With Write on the Edge ending do you think there will be a need for more programmes like it?
Ransom intends to keep designing training and development projects - its central to our commitment to new work and new artists. It is the case that we need to provide more opportunities for actors/writers/directors/designers/musicians/dancers to make new work together, and experiment with form. The need is there, because the talent is there.
What is your next project?
I’m directing Absolution, by Owen O’Neill, for the First Irish Festival in New York with Guna Nua. Then it’s National Anthem, by Colin Bateman, for my company Ransom at the Ulster Bank Belfast Festival at Queen’s. Then I go to the Library Theatre in Manchester to direct A Christmas Carol.
Dario Argento is known as the ‘Godfather of Gore’. If students were studying your work 100 years from now, what title would you want to be given?
I don’t know…I think analysing yourself that closely is a bit weird! I'd just be grateful to be remembered.

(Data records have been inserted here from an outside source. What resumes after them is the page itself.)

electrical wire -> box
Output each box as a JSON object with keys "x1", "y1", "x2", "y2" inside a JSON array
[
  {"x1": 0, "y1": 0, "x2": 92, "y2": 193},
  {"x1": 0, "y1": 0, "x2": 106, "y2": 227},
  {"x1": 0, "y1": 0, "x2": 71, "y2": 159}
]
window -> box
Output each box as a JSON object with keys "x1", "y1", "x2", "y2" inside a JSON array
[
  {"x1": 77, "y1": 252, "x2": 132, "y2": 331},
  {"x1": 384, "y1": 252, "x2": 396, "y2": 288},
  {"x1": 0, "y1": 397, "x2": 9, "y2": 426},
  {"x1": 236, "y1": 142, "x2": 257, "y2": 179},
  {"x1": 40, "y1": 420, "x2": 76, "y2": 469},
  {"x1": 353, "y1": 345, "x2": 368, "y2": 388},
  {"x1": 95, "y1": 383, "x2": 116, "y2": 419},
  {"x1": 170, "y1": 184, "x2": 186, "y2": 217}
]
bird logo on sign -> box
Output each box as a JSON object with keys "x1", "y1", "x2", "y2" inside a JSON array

Recently Prime Cut staged Scarborough in a hotel room. Is there any high-concept, experimental, just so crazy that it might just work idea/play that you’d love to put on over here?
I really like Punchdrunk’s work and would like to do a huge site-responsive/specific piece in Belfast. I have lots of other ideas, but they are currently a secret!
What is the one play that you think everyone should see or be poorer for it?
A brilliant production of King Lear. For my money, the best play in the English language.